Hacker News new | past | comments | ask | show | jobs | submit login
Learning about PCI-e: Driver and DMA (davidv.dev)
229 points by todsacerdoti 3 months ago | hide | past | favorite | 23 comments



The end goal in this series is to use an FPGA to build a display adapter, I've gotten a Tang Mega 138k [0] to start the process but there is not a lot of documentation, so it is taking a while

If you got recommendations for other (cheap) FPGA boards with PCI-e hard IP, do let me know.

[0]: https://wiki.sipeed.com/hardware/en/tang/tang-mega-138k/mega...



These seem to be ready made products opposed to devkits. Can the FPGAs be easily reprogrammed?


In general, the SRAM based units have a asic boot loader that may often be reconfigured with external pin logic. i.e. the chip configuration may be pulled from internal flash memory, sdcard, and external spi flash. Most designs I see place external spi flash chips next to the fpga, and the JTAG header in some convenient location.
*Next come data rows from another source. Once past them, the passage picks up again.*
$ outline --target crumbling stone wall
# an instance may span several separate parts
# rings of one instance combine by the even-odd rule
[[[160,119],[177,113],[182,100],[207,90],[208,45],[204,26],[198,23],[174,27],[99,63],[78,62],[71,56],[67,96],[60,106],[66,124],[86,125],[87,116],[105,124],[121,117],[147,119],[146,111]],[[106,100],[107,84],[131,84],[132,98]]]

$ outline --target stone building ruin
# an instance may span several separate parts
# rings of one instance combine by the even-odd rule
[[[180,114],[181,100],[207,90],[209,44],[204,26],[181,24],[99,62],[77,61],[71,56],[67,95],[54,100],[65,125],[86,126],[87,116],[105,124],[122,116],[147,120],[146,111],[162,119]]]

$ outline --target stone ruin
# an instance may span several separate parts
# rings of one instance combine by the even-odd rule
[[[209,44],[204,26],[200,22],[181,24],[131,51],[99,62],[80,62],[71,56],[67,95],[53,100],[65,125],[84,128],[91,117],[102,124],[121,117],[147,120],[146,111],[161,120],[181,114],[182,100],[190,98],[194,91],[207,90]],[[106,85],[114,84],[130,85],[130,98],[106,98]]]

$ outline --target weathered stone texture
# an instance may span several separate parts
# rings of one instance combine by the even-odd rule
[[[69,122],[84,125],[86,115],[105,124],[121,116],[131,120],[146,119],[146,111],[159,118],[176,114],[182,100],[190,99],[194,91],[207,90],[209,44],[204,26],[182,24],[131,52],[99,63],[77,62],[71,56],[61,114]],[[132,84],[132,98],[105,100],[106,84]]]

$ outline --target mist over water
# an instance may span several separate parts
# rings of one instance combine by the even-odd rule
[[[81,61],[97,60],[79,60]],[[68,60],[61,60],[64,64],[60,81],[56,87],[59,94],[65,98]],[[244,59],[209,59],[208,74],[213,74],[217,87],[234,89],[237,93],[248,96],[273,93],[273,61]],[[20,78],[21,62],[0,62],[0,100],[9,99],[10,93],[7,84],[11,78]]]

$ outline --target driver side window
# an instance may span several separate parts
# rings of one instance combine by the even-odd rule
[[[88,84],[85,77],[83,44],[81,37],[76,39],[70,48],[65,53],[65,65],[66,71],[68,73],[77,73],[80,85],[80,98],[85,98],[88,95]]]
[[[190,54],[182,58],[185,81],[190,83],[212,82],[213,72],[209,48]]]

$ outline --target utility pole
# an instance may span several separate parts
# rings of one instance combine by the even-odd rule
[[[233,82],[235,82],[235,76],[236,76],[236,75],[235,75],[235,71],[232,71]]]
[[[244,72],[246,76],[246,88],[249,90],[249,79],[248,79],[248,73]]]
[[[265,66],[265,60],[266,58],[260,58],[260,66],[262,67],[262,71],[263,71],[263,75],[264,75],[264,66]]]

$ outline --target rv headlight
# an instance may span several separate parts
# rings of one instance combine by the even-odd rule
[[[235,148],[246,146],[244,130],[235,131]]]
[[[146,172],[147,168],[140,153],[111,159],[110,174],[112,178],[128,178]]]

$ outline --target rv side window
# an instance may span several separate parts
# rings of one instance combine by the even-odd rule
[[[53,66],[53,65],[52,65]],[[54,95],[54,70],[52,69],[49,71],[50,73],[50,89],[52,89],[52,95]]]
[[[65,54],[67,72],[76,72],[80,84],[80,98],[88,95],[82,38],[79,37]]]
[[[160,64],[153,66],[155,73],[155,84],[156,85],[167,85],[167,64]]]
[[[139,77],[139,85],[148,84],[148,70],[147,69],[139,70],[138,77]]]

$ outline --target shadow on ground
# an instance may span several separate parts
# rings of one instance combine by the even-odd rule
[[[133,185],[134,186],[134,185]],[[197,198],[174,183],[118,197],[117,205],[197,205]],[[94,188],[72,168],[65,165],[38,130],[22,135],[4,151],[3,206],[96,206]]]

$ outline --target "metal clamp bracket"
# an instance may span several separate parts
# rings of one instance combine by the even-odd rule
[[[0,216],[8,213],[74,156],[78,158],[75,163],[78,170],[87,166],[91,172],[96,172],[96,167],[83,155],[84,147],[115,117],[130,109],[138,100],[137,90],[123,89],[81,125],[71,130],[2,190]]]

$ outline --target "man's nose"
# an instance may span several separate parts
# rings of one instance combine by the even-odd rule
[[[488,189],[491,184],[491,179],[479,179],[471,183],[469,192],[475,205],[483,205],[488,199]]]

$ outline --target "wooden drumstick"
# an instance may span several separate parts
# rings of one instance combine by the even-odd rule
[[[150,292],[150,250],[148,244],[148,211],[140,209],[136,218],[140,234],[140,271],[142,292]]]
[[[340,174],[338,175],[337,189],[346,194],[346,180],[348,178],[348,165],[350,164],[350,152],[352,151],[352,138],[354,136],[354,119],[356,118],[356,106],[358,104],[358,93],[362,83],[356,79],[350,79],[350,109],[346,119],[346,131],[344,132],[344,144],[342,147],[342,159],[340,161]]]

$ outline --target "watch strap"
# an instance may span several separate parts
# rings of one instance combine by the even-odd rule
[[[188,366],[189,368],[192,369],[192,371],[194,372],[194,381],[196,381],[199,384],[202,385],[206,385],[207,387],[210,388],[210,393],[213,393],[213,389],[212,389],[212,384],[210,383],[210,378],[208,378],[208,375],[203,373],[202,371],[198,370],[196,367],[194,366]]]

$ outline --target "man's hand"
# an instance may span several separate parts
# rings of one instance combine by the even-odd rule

While some modern high-performance fpga chips may have internal flash and an asic cpu... the configuration can generally still be updated with relative ease.

Notably, there are some exceptions where some chips may have fuses blown to lock it down, or were substituted with a One Time Programmable chip variant in production.

All that aside, the IP license to make it work will likely be unavailable for free, and high-speed/lvds layout is a black art requiring some pricey equipment to get clean performance.

One is often better off getting an overpriced xilinx PCIe development kit from a vendor, as most of the basic IP issues are solved... and one may focus on your core application.

Reverse engineering high-speed boards are way more work than most folks could imagine.

Best regards, =3


Thanks for the elaborate answer. I appreciate it.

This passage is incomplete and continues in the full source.